Le déploiement de la fibre avance à grands pas. Une bonne nouvelle pour les Français, qui, depuis l'épidémie de Covid-19, sont de plus en plus friands de cette technologie. A l'heure de la dématérialisation de nombreux services publics et de l'essor du télétravail, ils sont, en effet, de plus en plus nombreux à troquer leur vieil ADSL contre un abonnement à la fibre, qui permet de bénéficier de débits très supérieurs. Grâce à la mobilisation des industriels du secteur, les objectifs gouvernementaux du « très haut débit pour tous » d'ici à la fin 2022, et de « la fibre pour tous en 2025 », semblent atteignables.
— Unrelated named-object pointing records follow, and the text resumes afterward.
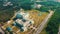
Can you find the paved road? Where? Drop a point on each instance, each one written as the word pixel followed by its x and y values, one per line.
pixel 1 30
pixel 42 25
pixel 59 29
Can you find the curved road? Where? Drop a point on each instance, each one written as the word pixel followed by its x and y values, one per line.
pixel 42 25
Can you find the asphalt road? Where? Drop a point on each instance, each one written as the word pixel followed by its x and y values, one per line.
pixel 59 29
pixel 1 30
pixel 42 25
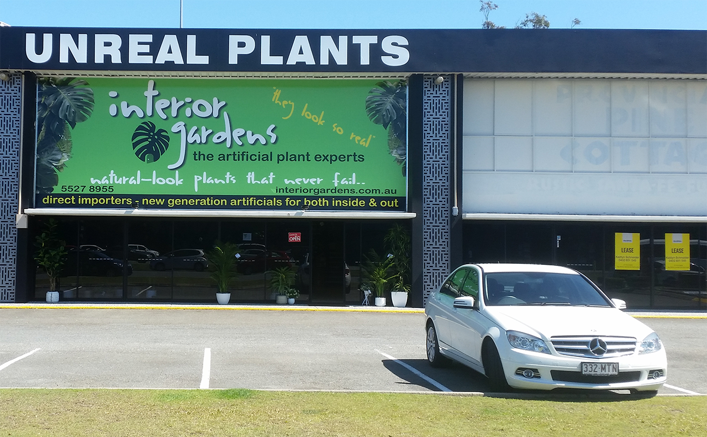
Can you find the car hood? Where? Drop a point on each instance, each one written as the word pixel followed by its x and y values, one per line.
pixel 550 321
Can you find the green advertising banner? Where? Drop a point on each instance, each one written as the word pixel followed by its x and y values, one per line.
pixel 221 144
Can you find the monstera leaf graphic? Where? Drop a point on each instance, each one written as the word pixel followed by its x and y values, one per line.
pixel 149 143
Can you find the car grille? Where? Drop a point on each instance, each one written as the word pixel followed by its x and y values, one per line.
pixel 578 346
pixel 564 376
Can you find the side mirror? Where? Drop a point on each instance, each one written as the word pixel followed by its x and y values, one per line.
pixel 465 302
pixel 619 303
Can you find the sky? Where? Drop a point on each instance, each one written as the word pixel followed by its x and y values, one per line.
pixel 352 14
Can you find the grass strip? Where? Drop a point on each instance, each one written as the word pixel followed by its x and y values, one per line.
pixel 238 412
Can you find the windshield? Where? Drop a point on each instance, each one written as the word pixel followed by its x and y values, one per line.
pixel 533 288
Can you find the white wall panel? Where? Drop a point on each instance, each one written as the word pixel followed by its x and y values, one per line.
pixel 585 146
pixel 513 106
pixel 514 153
pixel 668 109
pixel 630 155
pixel 478 99
pixel 629 109
pixel 696 109
pixel 478 153
pixel 592 108
pixel 552 154
pixel 552 107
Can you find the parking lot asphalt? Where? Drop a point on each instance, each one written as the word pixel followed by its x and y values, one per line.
pixel 264 347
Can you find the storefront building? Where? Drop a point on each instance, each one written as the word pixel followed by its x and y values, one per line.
pixel 147 147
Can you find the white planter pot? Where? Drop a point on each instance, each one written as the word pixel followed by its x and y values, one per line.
pixel 399 298
pixel 223 298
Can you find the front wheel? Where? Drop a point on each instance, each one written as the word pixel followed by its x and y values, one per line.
pixel 434 357
pixel 494 368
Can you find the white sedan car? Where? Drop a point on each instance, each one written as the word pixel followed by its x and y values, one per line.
pixel 540 327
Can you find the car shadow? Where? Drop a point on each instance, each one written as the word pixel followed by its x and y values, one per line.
pixel 460 379
pixel 455 377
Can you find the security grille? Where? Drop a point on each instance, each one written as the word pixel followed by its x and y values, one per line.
pixel 436 173
pixel 10 103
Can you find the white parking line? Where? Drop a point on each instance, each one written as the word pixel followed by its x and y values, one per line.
pixel 206 370
pixel 9 363
pixel 415 371
pixel 672 387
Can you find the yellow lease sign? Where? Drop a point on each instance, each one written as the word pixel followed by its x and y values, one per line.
pixel 627 251
pixel 677 251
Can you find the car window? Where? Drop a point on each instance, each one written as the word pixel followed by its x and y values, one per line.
pixel 452 286
pixel 471 284
pixel 534 288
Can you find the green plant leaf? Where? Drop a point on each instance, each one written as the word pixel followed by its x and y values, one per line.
pixel 149 143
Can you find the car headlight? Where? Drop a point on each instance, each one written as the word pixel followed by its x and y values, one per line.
pixel 650 344
pixel 527 342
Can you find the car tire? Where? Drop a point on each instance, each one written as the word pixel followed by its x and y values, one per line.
pixel 434 357
pixel 494 368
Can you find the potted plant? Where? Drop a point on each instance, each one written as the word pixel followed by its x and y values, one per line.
pixel 50 256
pixel 398 242
pixel 222 266
pixel 281 281
pixel 378 272
pixel 399 294
pixel 292 294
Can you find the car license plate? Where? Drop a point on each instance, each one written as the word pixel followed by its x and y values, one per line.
pixel 600 369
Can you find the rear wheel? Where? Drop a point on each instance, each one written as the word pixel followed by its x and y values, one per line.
pixel 433 356
pixel 494 368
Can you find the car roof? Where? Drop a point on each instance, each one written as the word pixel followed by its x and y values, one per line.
pixel 539 268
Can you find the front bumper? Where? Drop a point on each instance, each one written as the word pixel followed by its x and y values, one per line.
pixel 536 371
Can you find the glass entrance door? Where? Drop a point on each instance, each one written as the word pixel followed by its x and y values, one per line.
pixel 328 266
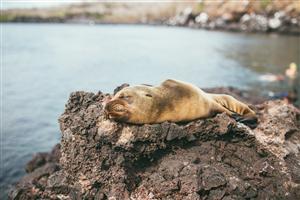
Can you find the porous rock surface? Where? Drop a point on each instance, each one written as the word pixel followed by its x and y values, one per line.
pixel 215 158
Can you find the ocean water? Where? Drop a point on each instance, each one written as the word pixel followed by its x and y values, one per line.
pixel 43 63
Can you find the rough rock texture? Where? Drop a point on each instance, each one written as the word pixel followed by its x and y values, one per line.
pixel 216 158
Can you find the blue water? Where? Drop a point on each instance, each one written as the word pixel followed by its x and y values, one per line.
pixel 43 63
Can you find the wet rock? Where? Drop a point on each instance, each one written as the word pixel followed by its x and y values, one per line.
pixel 215 158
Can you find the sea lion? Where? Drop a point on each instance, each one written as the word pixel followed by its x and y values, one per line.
pixel 173 101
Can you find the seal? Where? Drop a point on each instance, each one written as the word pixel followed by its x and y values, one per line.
pixel 173 101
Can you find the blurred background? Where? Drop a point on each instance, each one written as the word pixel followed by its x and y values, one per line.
pixel 52 48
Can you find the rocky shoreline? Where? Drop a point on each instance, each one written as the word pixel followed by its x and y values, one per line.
pixel 216 158
pixel 243 16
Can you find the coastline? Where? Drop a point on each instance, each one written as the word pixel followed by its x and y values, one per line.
pixel 243 16
pixel 207 158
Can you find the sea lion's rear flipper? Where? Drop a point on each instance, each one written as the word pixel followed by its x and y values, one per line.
pixel 236 107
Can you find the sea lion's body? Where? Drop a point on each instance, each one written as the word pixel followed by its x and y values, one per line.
pixel 173 101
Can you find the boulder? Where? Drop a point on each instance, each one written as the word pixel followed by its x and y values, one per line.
pixel 214 158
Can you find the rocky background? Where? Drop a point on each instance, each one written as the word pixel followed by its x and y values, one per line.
pixel 242 15
pixel 215 158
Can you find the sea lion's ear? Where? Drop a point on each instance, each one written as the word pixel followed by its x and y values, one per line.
pixel 124 85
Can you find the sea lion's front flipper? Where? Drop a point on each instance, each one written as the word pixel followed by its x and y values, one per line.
pixel 234 106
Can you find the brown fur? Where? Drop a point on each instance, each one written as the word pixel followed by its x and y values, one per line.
pixel 174 101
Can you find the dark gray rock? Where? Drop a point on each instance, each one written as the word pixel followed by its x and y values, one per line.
pixel 215 158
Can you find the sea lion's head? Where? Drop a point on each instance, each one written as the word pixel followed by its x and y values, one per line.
pixel 131 104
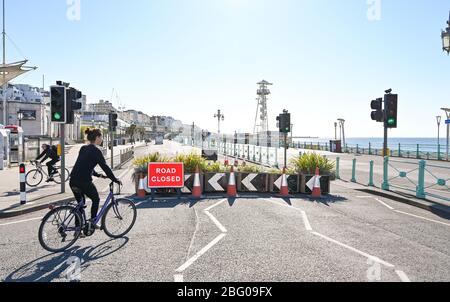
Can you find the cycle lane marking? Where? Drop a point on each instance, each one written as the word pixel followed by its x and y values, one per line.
pixel 20 221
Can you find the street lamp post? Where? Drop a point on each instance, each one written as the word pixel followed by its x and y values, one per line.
pixel 220 117
pixel 438 119
pixel 445 35
pixel 342 123
pixel 20 117
pixel 447 113
pixel 335 130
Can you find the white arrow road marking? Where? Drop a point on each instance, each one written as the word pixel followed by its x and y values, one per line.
pixel 178 278
pixel 247 182
pixel 200 253
pixel 213 181
pixel 277 183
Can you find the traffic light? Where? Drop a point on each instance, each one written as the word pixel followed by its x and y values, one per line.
pixel 58 104
pixel 378 114
pixel 72 95
pixel 284 122
pixel 113 122
pixel 391 106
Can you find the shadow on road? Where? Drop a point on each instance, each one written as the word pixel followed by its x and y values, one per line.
pixel 55 266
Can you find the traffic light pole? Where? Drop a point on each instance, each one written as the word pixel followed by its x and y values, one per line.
pixel 285 150
pixel 112 149
pixel 62 133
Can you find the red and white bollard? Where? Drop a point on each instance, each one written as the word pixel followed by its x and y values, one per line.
pixel 23 185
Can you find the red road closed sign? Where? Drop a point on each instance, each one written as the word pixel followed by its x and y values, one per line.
pixel 165 175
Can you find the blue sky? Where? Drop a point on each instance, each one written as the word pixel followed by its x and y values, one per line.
pixel 188 58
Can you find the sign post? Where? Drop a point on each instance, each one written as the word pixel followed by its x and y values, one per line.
pixel 166 175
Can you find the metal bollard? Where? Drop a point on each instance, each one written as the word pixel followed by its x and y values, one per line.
pixel 337 168
pixel 420 190
pixel 371 184
pixel 23 184
pixel 354 171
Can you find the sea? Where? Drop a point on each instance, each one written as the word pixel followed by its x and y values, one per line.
pixel 406 143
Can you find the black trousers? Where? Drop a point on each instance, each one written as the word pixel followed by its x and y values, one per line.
pixel 50 165
pixel 81 190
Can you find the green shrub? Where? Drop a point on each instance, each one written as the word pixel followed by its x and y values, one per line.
pixel 308 162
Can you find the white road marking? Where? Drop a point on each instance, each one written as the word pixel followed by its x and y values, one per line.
pixel 402 276
pixel 354 250
pixel 193 236
pixel 178 278
pixel 216 222
pixel 200 253
pixel 215 205
pixel 422 217
pixel 306 221
pixel 20 221
pixel 387 206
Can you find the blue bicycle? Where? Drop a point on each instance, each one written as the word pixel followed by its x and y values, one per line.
pixel 63 225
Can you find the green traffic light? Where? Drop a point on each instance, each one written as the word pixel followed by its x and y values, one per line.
pixel 391 121
pixel 57 116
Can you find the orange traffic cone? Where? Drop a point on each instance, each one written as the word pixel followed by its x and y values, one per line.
pixel 232 184
pixel 284 190
pixel 317 191
pixel 197 189
pixel 141 190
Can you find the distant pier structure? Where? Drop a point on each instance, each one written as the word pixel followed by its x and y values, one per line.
pixel 262 119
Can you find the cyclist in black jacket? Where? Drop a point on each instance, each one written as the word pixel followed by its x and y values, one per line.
pixel 49 152
pixel 81 177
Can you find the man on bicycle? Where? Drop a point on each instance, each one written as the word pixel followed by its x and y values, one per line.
pixel 81 177
pixel 52 153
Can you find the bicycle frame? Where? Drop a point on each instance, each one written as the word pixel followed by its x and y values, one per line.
pixel 80 209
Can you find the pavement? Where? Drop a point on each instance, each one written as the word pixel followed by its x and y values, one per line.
pixel 351 235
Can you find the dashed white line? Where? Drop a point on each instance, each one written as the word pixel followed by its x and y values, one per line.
pixel 354 250
pixel 200 253
pixel 306 221
pixel 193 236
pixel 216 222
pixel 21 221
pixel 424 218
pixel 386 205
pixel 402 276
pixel 178 278
pixel 215 205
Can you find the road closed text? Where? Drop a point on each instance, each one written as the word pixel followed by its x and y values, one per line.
pixel 165 175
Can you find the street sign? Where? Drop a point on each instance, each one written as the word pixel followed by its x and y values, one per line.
pixel 165 175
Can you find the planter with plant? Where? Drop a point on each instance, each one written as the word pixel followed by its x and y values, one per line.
pixel 306 165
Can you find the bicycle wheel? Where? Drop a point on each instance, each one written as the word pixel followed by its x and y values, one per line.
pixel 57 177
pixel 60 229
pixel 119 218
pixel 34 178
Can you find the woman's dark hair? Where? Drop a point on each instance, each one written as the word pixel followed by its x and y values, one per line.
pixel 93 134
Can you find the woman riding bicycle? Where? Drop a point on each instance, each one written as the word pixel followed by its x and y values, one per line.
pixel 81 177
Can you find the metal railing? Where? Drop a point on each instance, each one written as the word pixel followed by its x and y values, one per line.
pixel 417 151
pixel 420 178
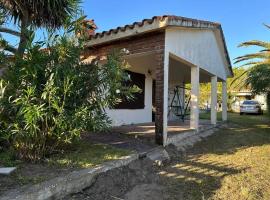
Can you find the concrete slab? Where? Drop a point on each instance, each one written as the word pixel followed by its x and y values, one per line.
pixel 158 155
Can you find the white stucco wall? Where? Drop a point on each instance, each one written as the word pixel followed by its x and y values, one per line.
pixel 199 47
pixel 134 116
Mais pour y arriver, il reste beaucoup de freins à lever. Car sur le terrain, les opérateurs dits d'infrastructures, qui déploient la fibre à travers le pays, vivent un véritable parcours du combattant. C'est surtout dans les campagnes, où les raccordements sont les plus longs et compliqués, que la tâche est la plus ardue. C'est ce que plusieurs dirigeants d'opérateurs d'infrastructures ont détaillé le 7 octobre dernier, lors d'un débat organisé à Saint-Etienne. Diplomate, Lionel Recorbet, le président d'XP Fibre (ex-SFR FTTH), parle de « cailloux dans la chaussure » lesquels « peuvent rapidement devenir problématiques ».
Une des premières préoccupations concerne, à certains endroits, l'absence de fourreaux pour passer la fibre. « Nous rencontrons énormément de câbles enterrés en pleine terre », râle Lionel Recorbet. Le problème n'est pas nouveau. Il date du déploiement du réseau cuivre, dans les années 1960. Pour déployer ce réseau plus vite, et à moindre coût, cette solution parfois a été privilégiée. Et visiblement davantage que ce qui était prévu... « Sur le terrain, nous nous apercevons que certains fourreaux, censés être là (au regard des plans d'aménagements, Ndlr), n'existent pas ! », peste David El Fassy, le président d'Altitude Infrastructure, un important acteur de la fibre en France. « C'est très fréquent, et cela devient très sensible », renchérit-il.